MEC Nonkqubela Pieters announced that:

“The department is working with the department of public works to transform Lusikisiki College into a cannabis college. In the 2021-22 financial year, the department allocated R4.5m to develop the cannabis industry.”

This follows ongoing moves by government, private sector and non-profit groups to bring forward practical legislation that is as inclusive as possible. There currently however remains a wide gap between what is and what isn’t. The hemp permits being dished out left right and center are sure to please the CBD and textile centric. Yet details are thin on how these million ganja growers are going to be developed or given the opportunity to sell their weed on the same shelf alongside those who are already getting a head start.

Eastern Cape Cannabis Industry Just The Tip

The responsibility is not all with government though. Both citizens and stakeholders have a responsibility to get involved.
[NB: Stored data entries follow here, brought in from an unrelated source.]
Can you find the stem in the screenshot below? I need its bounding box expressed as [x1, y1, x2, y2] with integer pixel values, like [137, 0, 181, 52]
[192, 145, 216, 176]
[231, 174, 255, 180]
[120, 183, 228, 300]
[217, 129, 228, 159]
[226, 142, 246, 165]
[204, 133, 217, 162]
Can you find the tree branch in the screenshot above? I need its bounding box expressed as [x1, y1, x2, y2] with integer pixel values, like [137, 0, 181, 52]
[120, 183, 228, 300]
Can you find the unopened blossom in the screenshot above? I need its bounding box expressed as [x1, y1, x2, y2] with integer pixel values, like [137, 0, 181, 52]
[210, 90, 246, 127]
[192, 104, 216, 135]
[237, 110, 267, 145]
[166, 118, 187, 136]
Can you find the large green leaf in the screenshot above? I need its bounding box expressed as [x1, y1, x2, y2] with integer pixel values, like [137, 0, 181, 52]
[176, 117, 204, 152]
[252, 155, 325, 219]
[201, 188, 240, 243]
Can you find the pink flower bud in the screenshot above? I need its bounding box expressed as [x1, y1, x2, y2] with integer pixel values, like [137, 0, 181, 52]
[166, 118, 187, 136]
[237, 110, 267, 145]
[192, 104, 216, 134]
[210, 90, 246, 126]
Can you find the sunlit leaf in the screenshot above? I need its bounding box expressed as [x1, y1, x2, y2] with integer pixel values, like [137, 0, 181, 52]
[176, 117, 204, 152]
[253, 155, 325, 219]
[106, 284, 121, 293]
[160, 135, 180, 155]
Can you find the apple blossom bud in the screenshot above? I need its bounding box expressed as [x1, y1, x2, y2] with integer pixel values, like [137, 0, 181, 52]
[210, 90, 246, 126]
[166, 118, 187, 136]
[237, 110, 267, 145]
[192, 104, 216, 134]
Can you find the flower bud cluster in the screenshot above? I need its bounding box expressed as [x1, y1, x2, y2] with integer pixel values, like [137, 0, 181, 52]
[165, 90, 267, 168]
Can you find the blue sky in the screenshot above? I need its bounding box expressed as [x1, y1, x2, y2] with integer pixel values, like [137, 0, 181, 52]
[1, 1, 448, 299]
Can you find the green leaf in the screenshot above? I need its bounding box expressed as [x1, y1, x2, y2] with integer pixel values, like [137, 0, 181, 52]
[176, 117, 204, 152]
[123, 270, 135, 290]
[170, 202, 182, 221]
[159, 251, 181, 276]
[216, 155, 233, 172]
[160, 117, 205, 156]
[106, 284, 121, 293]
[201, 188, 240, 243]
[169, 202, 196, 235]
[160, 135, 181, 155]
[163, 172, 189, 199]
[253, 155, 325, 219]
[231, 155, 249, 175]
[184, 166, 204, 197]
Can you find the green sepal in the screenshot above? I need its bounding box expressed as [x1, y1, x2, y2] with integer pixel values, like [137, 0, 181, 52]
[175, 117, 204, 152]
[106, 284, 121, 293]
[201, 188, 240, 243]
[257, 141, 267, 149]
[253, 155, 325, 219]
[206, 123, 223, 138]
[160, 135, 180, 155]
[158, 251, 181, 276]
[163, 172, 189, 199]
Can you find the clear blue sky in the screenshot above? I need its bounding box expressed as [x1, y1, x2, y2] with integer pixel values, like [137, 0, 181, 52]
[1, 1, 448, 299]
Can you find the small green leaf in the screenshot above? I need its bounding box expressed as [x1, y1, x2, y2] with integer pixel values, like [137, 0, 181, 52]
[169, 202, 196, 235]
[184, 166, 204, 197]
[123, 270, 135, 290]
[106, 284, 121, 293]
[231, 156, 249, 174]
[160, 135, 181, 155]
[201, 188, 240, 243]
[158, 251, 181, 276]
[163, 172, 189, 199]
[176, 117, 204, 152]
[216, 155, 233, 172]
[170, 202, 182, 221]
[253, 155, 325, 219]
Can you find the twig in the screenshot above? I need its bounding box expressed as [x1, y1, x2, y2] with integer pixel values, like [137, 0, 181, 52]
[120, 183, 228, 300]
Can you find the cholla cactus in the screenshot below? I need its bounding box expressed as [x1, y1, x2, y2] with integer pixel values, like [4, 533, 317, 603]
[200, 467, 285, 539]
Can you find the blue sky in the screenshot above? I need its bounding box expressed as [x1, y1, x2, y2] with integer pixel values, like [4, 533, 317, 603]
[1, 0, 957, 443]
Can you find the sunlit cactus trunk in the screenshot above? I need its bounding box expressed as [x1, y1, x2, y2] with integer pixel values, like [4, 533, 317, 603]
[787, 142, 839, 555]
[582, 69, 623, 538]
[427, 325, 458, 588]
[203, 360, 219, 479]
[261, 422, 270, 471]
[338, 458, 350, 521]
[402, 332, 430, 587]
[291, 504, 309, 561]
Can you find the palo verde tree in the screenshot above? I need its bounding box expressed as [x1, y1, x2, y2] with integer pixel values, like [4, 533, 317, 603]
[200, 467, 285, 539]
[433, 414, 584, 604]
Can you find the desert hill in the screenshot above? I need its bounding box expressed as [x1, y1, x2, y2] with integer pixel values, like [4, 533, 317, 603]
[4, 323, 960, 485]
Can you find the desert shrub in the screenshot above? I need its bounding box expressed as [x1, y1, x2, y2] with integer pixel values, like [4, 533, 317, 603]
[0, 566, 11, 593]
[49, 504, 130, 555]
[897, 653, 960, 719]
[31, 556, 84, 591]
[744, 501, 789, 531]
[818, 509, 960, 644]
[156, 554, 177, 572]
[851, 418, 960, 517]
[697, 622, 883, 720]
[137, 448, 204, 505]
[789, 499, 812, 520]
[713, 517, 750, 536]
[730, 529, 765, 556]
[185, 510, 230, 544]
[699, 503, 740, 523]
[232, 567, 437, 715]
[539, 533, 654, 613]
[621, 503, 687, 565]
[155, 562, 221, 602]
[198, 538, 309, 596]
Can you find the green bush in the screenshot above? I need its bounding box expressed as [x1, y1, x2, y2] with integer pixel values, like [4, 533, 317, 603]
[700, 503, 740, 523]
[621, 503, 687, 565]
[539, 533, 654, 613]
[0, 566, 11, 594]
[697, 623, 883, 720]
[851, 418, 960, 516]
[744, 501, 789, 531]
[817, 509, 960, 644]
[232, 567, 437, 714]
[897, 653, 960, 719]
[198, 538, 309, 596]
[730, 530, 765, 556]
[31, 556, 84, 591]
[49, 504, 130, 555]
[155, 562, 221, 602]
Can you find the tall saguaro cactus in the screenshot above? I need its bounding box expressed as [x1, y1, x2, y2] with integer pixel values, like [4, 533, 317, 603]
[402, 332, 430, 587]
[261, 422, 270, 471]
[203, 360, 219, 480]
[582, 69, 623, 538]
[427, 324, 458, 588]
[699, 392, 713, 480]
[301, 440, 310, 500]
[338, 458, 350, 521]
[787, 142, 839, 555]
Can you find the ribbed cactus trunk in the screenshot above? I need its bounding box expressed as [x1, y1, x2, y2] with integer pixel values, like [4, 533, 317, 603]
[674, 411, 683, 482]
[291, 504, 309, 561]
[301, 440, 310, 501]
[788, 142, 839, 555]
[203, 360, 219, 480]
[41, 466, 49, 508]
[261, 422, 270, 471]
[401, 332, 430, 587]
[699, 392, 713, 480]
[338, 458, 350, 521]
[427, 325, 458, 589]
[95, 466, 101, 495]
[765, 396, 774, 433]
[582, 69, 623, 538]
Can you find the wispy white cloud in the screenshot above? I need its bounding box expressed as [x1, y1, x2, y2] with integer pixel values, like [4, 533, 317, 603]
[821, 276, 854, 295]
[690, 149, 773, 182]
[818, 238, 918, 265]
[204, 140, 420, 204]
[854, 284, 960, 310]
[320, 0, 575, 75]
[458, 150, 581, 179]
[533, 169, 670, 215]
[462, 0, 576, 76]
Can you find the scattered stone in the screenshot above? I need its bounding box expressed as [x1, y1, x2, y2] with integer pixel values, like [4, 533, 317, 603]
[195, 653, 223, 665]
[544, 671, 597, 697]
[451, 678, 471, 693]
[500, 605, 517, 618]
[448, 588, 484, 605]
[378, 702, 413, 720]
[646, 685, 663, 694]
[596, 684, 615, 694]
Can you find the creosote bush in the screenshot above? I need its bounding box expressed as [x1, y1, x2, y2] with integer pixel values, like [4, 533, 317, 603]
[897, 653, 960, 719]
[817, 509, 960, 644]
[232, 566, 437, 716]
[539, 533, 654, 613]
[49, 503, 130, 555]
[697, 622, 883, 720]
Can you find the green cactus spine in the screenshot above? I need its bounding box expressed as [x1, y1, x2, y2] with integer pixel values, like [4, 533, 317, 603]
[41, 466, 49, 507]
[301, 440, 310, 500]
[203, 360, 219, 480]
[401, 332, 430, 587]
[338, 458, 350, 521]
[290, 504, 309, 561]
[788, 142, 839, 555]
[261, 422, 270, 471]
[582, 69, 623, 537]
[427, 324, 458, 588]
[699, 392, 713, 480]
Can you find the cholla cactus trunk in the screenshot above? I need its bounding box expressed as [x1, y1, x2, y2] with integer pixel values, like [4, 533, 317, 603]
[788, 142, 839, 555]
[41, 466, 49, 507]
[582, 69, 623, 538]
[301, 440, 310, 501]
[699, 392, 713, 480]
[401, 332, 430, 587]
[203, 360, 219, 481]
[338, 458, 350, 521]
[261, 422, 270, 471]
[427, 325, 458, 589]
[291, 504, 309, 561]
Cannabis traders and supporting industries can turn to the Cannabis Trade Association Africa to support their legal work that is opening up legal opportunities while lowering the barriers to entry for cannabis orientated businesses. While Fields of Green for All continues its activism to stop the arrests for cannabis related crimes.

It is certainly great to see progress on the Eastern Cape Cannabis front. But let’s not forget how small an investment R4.5m is. Particularly for a province that has far more to gain than lose.